Which of the following is an absolute contraindication to thrombolytic therapy in a patient with an acute ST segment elevation myocardial infarction?
A. history of severe hypertension presently controlled B. current use of anticoagulation therapy
C. previous hemorrhagic stroke
D. active peptic ulcer disease
(u) A. See C for explanation.
(u) B. See C for explanation.
(c) C. Absolute contraindications to thrombolytic therapy include a previous hemorrhagic stroke, a stroke within one year, a known intracranial neoplasm, active internal bleeding, and a suspected aortic dissection. Severe, but controlled hypertension, use of anticoagulation, and active peptic ulcer disease are relative contraindications in which the risk/benefit ratio must be weighed in each patient.
(u) D. See C for explanation.
A postmenopausal woman is at greatest risk of death from which of the following? A. stroke B. heart disease C. ovarian cancer D. breast cancer
(u) A. See B for explanation.
(c) B. Although women tend to be concerned about dying from breast cancer, heart disease is the number one killer of postmenopausal women.
(u) C. See B for explanation.
(u) D. See B for explanation.
A 46 year-old female is being evaluated for a new-onset hypertension that was discovered on screening at her workplace. The patient had several readings revealing systolic and diastolic hypertension. Patient is currently on no medications. Physical examination is unremarkable. A complete laboratory evaluation revealed hypokalemia as the only abnormality. Which of the following is the most likely diagnosis for this patient? A. pheochromocytoma B. renal artery stenosis C. coarctation of the aorta D. primary aldosteronism
(u) A. Pheochromocytoma will result in an increase in the production and release of catecholamines, which results in an increase in urinary metanephrines on testing.
(u) B. Renal artery stenosis is identified by an abnormal radionuclide uptake on the affected kidney.
(u) C. Coarctation of the aorta is identified by delayed and weakened femoral pulses along with a blood pressure in the lower extremities significantly lower than in the upper extremities.
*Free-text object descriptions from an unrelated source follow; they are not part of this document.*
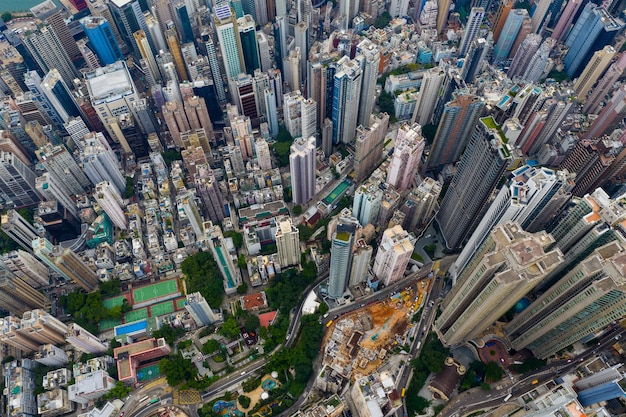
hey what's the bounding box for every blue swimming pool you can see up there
[115,319,148,336]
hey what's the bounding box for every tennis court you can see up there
[125,308,148,322]
[322,180,350,205]
[150,301,174,317]
[103,294,130,309]
[100,318,122,331]
[132,279,179,303]
[175,297,187,310]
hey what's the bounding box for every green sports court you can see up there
[149,300,175,317]
[175,297,187,310]
[322,180,351,205]
[100,318,123,331]
[124,308,148,323]
[103,294,131,310]
[131,279,180,306]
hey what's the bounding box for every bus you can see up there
[139,396,149,403]
[503,394,512,402]
[326,320,333,328]
[149,398,159,404]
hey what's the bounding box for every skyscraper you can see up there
[30,0,82,64]
[436,116,511,250]
[493,9,528,62]
[427,92,484,171]
[574,45,615,103]
[174,2,194,43]
[505,240,626,359]
[412,67,446,126]
[583,53,626,114]
[194,165,226,224]
[1,210,39,253]
[79,132,125,194]
[0,152,41,208]
[215,5,245,80]
[133,30,160,84]
[435,222,563,347]
[522,37,556,82]
[294,22,308,83]
[81,16,123,65]
[332,56,362,144]
[0,270,48,315]
[582,85,626,140]
[451,165,574,281]
[108,0,155,58]
[185,292,220,326]
[564,4,623,78]
[387,123,425,191]
[507,34,542,79]
[459,8,485,56]
[552,0,583,42]
[238,15,260,75]
[37,144,90,196]
[353,182,383,227]
[23,26,81,87]
[165,27,188,82]
[373,225,415,286]
[289,136,316,205]
[356,40,380,128]
[34,238,98,291]
[436,0,451,33]
[275,217,300,267]
[328,220,357,298]
[461,37,489,83]
[530,0,552,33]
[207,223,242,295]
[65,323,107,354]
[94,181,127,230]
[492,0,514,42]
[283,91,317,140]
[353,113,389,182]
[1,250,50,288]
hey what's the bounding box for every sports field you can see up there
[150,300,175,317]
[100,318,123,331]
[175,297,187,310]
[322,180,350,205]
[125,308,148,322]
[136,364,160,382]
[132,279,179,303]
[103,294,131,309]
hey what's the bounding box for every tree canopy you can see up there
[181,251,225,308]
[152,323,185,346]
[159,354,197,386]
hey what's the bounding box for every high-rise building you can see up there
[328,220,357,298]
[194,165,226,224]
[215,5,245,80]
[493,9,528,62]
[177,191,205,240]
[289,136,316,205]
[332,56,362,144]
[164,27,188,83]
[356,40,380,127]
[79,132,125,194]
[0,270,48,315]
[530,0,552,33]
[353,113,389,182]
[65,323,106,354]
[0,316,40,352]
[492,0,514,42]
[31,0,82,64]
[23,26,80,87]
[522,37,555,82]
[26,70,80,131]
[459,8,485,56]
[435,222,563,347]
[564,4,623,78]
[283,91,317,140]
[437,0,451,33]
[349,239,372,286]
[412,67,446,126]
[552,0,583,42]
[37,144,90,196]
[401,178,442,231]
[387,123,425,191]
[353,182,383,227]
[583,53,626,114]
[451,165,574,281]
[134,30,160,84]
[461,37,489,83]
[81,16,123,65]
[0,152,41,208]
[1,210,39,253]
[94,181,127,230]
[86,0,127,55]
[20,309,68,345]
[294,22,308,84]
[237,15,260,76]
[275,217,300,267]
[436,116,511,250]
[1,250,49,288]
[582,85,626,140]
[373,225,415,286]
[185,292,220,326]
[427,92,484,171]
[559,139,617,198]
[574,46,615,103]
[505,240,626,359]
[173,2,194,43]
[207,223,242,295]
[520,94,573,156]
[507,34,542,80]
[108,0,154,58]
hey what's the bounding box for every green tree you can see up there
[318,302,329,315]
[202,339,220,354]
[485,362,503,382]
[236,282,248,294]
[103,381,132,400]
[161,150,182,166]
[238,395,251,408]
[99,279,121,297]
[159,354,197,386]
[152,323,185,345]
[181,251,225,308]
[224,231,243,249]
[374,11,391,28]
[123,176,134,199]
[1,12,13,22]
[292,205,303,215]
[244,314,260,332]
[219,316,241,340]
[237,254,247,269]
[422,123,437,144]
[272,141,291,167]
[406,395,430,414]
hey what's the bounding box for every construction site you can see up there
[319,278,430,382]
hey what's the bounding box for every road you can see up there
[439,325,626,417]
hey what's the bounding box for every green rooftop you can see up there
[335,231,351,241]
[481,116,510,158]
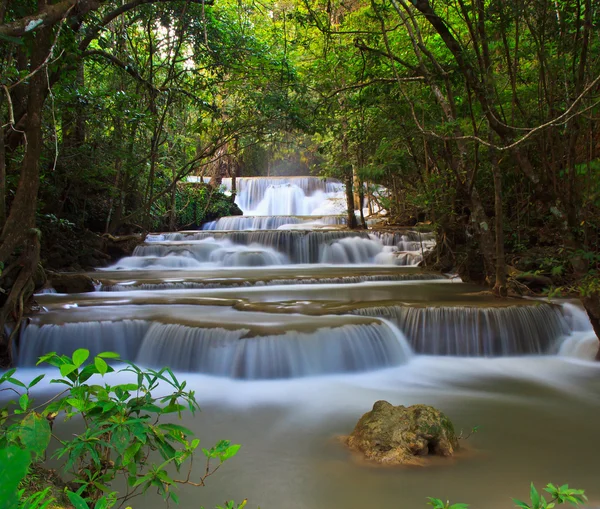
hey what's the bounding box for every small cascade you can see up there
[351,303,574,355]
[18,320,150,365]
[127,230,432,266]
[99,273,446,291]
[108,239,289,269]
[320,237,383,264]
[203,215,347,231]
[18,318,411,379]
[137,321,410,378]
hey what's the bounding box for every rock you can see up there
[581,293,600,361]
[49,273,96,293]
[346,401,459,465]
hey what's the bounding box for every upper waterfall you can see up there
[187,176,347,215]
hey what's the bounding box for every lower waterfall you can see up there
[350,303,583,355]
[18,319,411,379]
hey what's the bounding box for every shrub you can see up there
[0,350,243,509]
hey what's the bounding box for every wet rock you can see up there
[49,273,96,293]
[346,401,458,465]
[582,293,600,361]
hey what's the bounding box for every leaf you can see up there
[513,499,531,509]
[67,491,90,509]
[0,368,16,384]
[95,357,108,375]
[19,412,51,458]
[157,423,194,436]
[28,374,45,389]
[72,349,90,367]
[124,441,142,465]
[19,393,29,411]
[97,351,121,359]
[60,364,78,377]
[6,377,26,388]
[531,483,541,509]
[0,445,30,509]
[220,444,241,462]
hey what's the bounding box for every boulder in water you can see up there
[346,401,458,465]
[50,273,96,293]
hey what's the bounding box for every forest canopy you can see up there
[1,0,599,338]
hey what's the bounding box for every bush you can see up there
[0,350,244,509]
[428,483,587,509]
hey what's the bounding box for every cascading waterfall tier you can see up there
[18,316,411,379]
[350,303,580,355]
[110,230,435,267]
[203,215,347,231]
[99,273,447,291]
[187,176,345,215]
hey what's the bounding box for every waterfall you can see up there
[99,273,447,291]
[126,230,432,266]
[18,320,150,365]
[18,318,411,379]
[350,303,574,355]
[203,215,347,231]
[186,176,345,214]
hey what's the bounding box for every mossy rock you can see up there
[346,401,459,465]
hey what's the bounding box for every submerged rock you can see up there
[346,401,458,465]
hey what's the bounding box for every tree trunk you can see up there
[344,170,358,229]
[168,167,177,231]
[0,26,52,360]
[0,26,52,261]
[0,124,5,229]
[469,187,496,282]
[490,149,506,296]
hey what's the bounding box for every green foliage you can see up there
[513,483,587,509]
[175,184,239,228]
[427,498,469,509]
[428,483,587,509]
[0,350,242,509]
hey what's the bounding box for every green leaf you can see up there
[513,499,531,509]
[72,349,90,367]
[124,441,142,465]
[67,491,90,509]
[95,357,108,375]
[19,412,51,457]
[220,443,241,461]
[60,364,78,377]
[0,446,30,509]
[531,483,541,509]
[28,374,45,389]
[6,377,26,388]
[97,351,121,359]
[19,393,29,411]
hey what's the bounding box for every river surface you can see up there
[12,176,600,509]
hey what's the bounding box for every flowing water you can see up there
[11,176,600,508]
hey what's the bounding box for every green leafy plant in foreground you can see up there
[0,349,243,509]
[428,482,588,509]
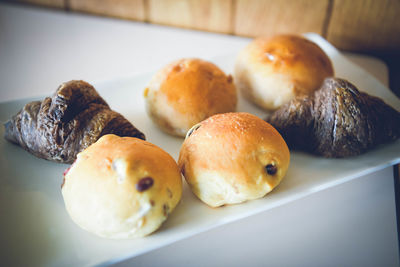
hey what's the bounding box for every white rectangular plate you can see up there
[0,33,399,267]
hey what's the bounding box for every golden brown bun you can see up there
[234,35,334,111]
[61,134,182,239]
[144,58,237,137]
[178,112,290,207]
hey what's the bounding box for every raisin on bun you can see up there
[178,112,290,207]
[61,134,182,239]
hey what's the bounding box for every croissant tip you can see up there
[4,119,11,131]
[3,120,16,143]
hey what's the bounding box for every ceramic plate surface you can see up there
[0,34,399,267]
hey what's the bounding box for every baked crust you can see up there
[178,112,290,207]
[4,80,145,163]
[145,58,237,137]
[265,78,400,157]
[235,35,334,111]
[62,134,182,239]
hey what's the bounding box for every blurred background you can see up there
[2,0,400,97]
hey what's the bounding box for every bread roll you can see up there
[178,112,290,207]
[235,34,334,111]
[144,58,237,137]
[61,134,182,239]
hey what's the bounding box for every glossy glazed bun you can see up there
[61,134,182,239]
[178,112,290,207]
[235,34,334,111]
[144,58,237,137]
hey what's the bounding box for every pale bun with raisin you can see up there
[61,134,182,239]
[178,112,290,207]
[234,34,334,111]
[144,58,237,137]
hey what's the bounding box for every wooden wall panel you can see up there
[147,0,233,33]
[69,0,146,21]
[13,0,64,8]
[327,0,400,52]
[234,0,329,37]
[8,0,400,54]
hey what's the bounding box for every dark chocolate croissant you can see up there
[265,77,400,157]
[4,80,145,163]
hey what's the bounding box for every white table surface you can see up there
[0,3,398,267]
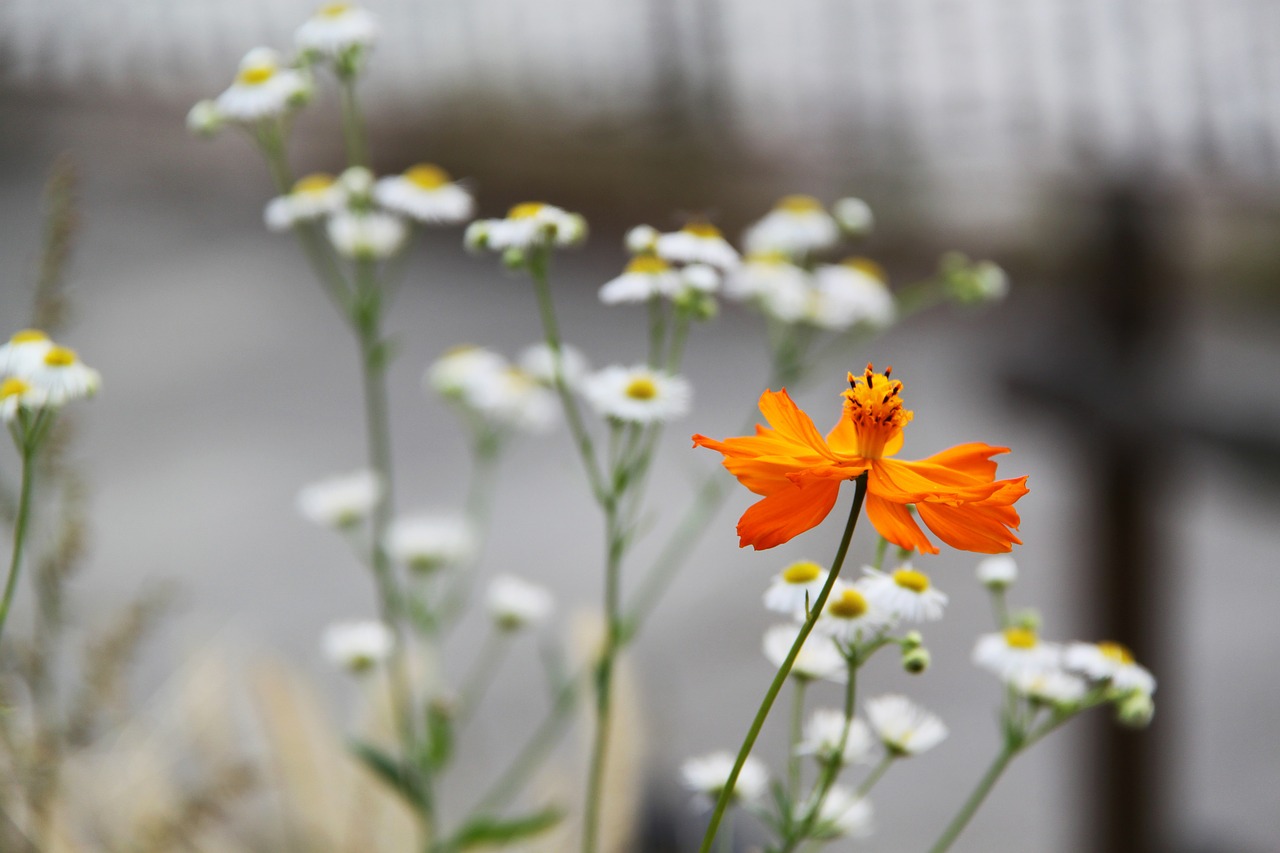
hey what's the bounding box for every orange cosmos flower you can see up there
[692,365,1028,552]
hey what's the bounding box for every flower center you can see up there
[406,164,450,189]
[1098,641,1135,665]
[842,363,913,459]
[237,64,276,86]
[10,329,48,344]
[745,250,791,266]
[839,257,887,282]
[828,588,869,619]
[625,376,658,400]
[293,173,335,194]
[1,378,29,399]
[682,222,722,239]
[625,255,671,275]
[777,194,823,213]
[1004,627,1038,649]
[781,560,822,584]
[319,2,352,17]
[892,568,929,593]
[43,347,76,367]
[508,202,546,219]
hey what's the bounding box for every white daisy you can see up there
[427,346,509,400]
[374,164,474,224]
[581,365,691,424]
[264,173,345,231]
[680,752,769,805]
[23,346,101,406]
[486,574,555,630]
[814,582,892,644]
[327,210,408,259]
[762,560,828,616]
[795,708,875,766]
[808,785,874,840]
[214,48,311,123]
[471,202,587,252]
[976,555,1018,588]
[973,628,1062,681]
[0,377,47,424]
[296,469,383,528]
[833,197,874,236]
[384,515,476,572]
[864,694,948,756]
[295,3,379,59]
[763,623,847,683]
[679,263,722,294]
[1063,641,1156,696]
[517,342,590,391]
[598,256,682,304]
[809,259,895,330]
[338,165,375,201]
[723,253,811,323]
[1011,667,1089,706]
[742,195,841,258]
[624,224,660,254]
[467,366,558,433]
[0,329,54,376]
[861,566,947,623]
[322,619,394,672]
[655,222,740,270]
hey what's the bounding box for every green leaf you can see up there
[348,739,428,814]
[425,701,454,770]
[452,806,564,849]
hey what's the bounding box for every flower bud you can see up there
[901,630,924,651]
[1012,609,1041,632]
[977,556,1017,589]
[502,247,527,271]
[464,221,490,252]
[186,100,224,138]
[902,647,931,674]
[1116,691,1155,729]
[833,197,874,236]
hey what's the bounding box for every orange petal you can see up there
[865,493,938,555]
[758,389,838,460]
[869,447,1017,504]
[736,479,842,550]
[916,501,1023,553]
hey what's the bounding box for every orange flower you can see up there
[692,365,1028,552]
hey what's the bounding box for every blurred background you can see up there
[1,0,1279,851]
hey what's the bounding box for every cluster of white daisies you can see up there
[680,558,953,842]
[295,468,554,672]
[0,329,100,428]
[971,557,1156,724]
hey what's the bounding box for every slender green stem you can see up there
[854,755,893,798]
[665,312,691,373]
[0,442,37,648]
[927,744,1017,853]
[457,631,509,721]
[647,296,666,368]
[337,74,370,168]
[871,536,889,571]
[698,473,868,853]
[989,588,1011,629]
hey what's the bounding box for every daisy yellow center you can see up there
[828,588,869,619]
[406,164,450,189]
[840,256,888,282]
[237,64,277,86]
[10,330,48,344]
[293,173,335,194]
[43,347,76,367]
[508,202,546,219]
[892,568,929,593]
[781,561,822,584]
[682,222,721,238]
[842,363,913,459]
[1098,641,1135,665]
[625,255,671,274]
[1004,627,1038,649]
[1,378,29,399]
[777,194,823,213]
[319,2,352,16]
[746,250,791,266]
[624,376,658,400]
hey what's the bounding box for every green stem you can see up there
[871,535,889,571]
[926,745,1017,853]
[787,680,808,801]
[0,441,37,648]
[457,631,509,721]
[647,296,666,368]
[854,755,893,798]
[665,312,691,373]
[338,74,370,168]
[989,588,1011,629]
[698,473,868,853]
[782,657,858,851]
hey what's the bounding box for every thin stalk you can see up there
[471,675,579,814]
[871,535,889,571]
[787,681,808,801]
[647,296,666,368]
[337,74,370,168]
[989,587,1011,629]
[854,755,893,798]
[457,631,509,721]
[528,255,606,501]
[664,312,691,373]
[781,656,858,852]
[927,744,1016,853]
[0,442,37,648]
[698,474,868,853]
(c) D. Primary aldosteronism has an increased aldosterone secretion, which causes the retention of sodium and the loss of potassium. This should be the primary consideration for this patient.
A 54 year-old female who has diabetes presents with rubor, absence of hair, and brittle nails of her left foot. She complains of leg pain that awakens her at night. Examination reveals a femoral bruit with diminished popliteal and pedal pulses on the left side. The most appropriate therapy would be A. vasodilator therapy. B. bypass surgery. C. exercise program. D. embolectomy.
(u) A. Vasodilator therapy is not indicated.
(c) B. Bypass surgery is indicated in the presence of rest pain and provides relief of symptoms in 80 to 90% of patients.
(u) C. While an exercise program is appropriate with claudication, rest pain is a surgical indication.
(u) D. Embolectomy is used for acute arterial occlusion.
Which electrolyte abnormality is associated with an increase in the risk for digoxin toxicity?] A. hypercalcemia B. hypokalemia C. hypermagnesemia D. hyponatremia
(u) A. See B for explanation.
(c) B. Decreased concentration of potassium results in the increased activity of cardiac glycosides by increasing tissue binding and decreasing renal excretion of digoxin. Potassium loss is the only significant electrolyte abnormality that significantly affects digoxin metabolism.
(u) C. See B for explanation.
(u) D. See B for explanation.
A 56 year-old male, status post myocardial infarction, is noted to have left ventricular hypertrophy and an ejection fraction of 38%. Which of the following medications should be prescribed to prevent the development of heart failure symptoms? A. amlodipine (Norvasc) B. furosemide (Lasix) C. hydrochlorothiazide (HCTZ) D. lisinopril (Zestril)
(u) A. See D for explanation.
(u) B. See D for explanation.
(u) C. See D for explanation.
(c) D. ACE inhibitors have been shown to markedly improve survival and are also recommended for prevention of symptoms in patients at risk for heart failure.